Un niño cuyos resultados hayan sido evaluados únicamente según su capacidad de agradar o calmar a sus padres, profesores, u otros, se convertirá en un impulsor interior que puede ser controlado con autonomía. Esta persona tendrá unas creencias acerca de la motivación arraigadas en un subconsciente de este tipo: “No vale la pena intentar algo a menos que sea justa y generosamente recompensada”. “La única razón por la cual vale la pena esforzarse y actuar con responsabilidad es minimizar el riesgo de ser castigado o herido por los demás”.
Hasta que tuve hijos, no me di cuenta de la facilidad con la que se inculcan esas creencias en el subconsciente de un niño. A pesar de mis conocimientos acerca de los niños, estuve a punto de caer en la tentación de aplicar a mis hijos la técnica de las recompensas o de las amenazas. Cuanto más importante era el objetivo, más tentado estaba de utilizarla. Sin embargo, ha sido relativamente fácil adoptar una conducta correcta para estimularlos a limpiar su cuarto o cuidar de su aspecto personal, pero cuando comencé a preocuparme por los resultados escolares o el cuidado de su salud, me encontré recurriendo a las promesas o a las amenazas.
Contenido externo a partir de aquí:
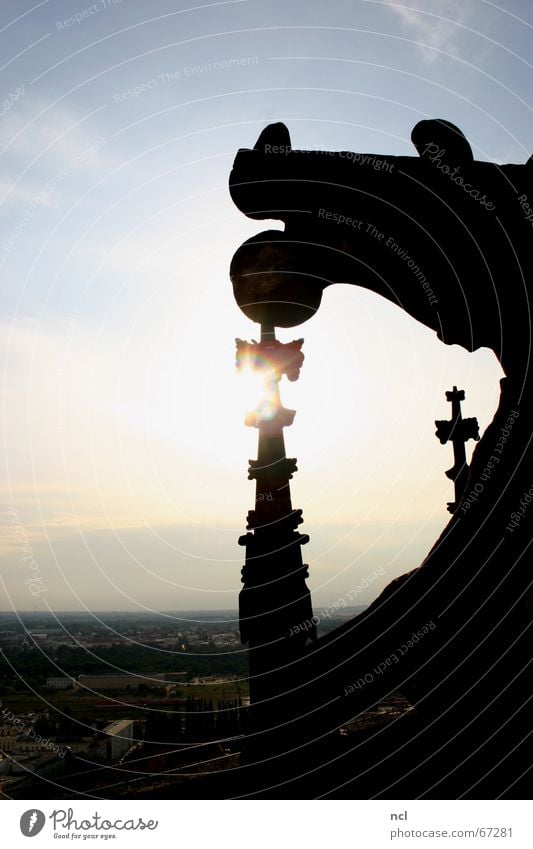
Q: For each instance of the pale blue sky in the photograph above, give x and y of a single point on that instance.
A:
(124, 454)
La experiencia de otros padres me ayudó a darme cuenta de que pocas veces los errores cometidos por los papás respecto a la motivación de sus hijos son maliciosos. Suelen estar provocados porque quieren a sus hijos y desean que tengan las cualidades necesarias para sobrevivir en este mundo. Los padres no tienen la menor idea del efecto nocivo a largo plazo de este tipo de estrategias. Muchos de los que lo saben y valoran el hecho de estimular la automotivación, están demasiado tensos o inseguros de sí mismos para hacerlo y no pueden dejar de utilizar estos métodos más drásticos cuyos beneficios son inmediatos.
Por lo tanto, hay ejercicios que pueden ayudarnos a desarrollar nuevas estrategias y conductas y que nos permitirán revisar y darnos cuenta de cómo poner en práctica las buenas intenciones.
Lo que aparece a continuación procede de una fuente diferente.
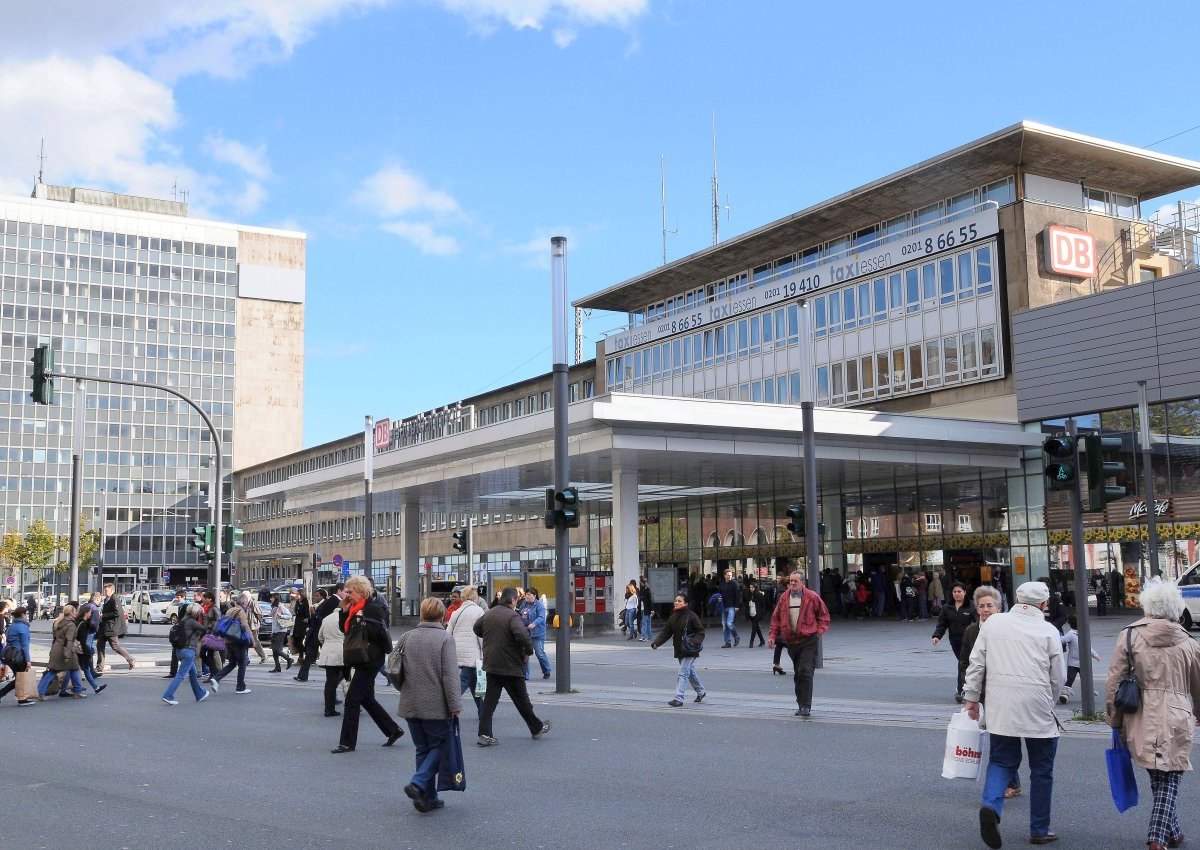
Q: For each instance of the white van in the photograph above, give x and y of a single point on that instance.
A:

Si le cuesta convencer a su hijo para que haga la tarea o para que se sienta más motivado, indico a continuación algunos pasos ha de seguir que le podrían ayudar: Primero, deje inmediatamente de decirle lo que debería hacer o no hacer. Hablar a oídos sordos empeora la situación.
Segundo, vuelva la atención hacia usted mismo y considere los posibles cambios o acciones positivas que podría hacer.
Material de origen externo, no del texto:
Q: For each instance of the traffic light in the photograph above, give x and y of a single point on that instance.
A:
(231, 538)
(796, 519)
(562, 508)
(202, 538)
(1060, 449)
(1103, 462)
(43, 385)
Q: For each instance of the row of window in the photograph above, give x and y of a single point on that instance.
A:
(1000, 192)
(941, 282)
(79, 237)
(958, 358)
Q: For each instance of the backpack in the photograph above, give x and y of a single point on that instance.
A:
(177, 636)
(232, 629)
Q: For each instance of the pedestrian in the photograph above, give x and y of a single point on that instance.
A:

Tercero, no se concentre en el problema específico presente y observe con más detenimiento la vida de su hijo y sus progresos. Este tipo de revisión resuelve mejor el problema a largo plazo, porque revela las causas en sus raíces.
Sé que es difícil seguir estos pasos cuando se está emocional y físicamente agotado, sin embargo, vale la pena hacer cualquier esfuerzo con tal de que nuestros hijos tengan una buena formación, tanto académica como espiritual, ya que de eso dependerá que se conviertan en hombres y mujeres de bien.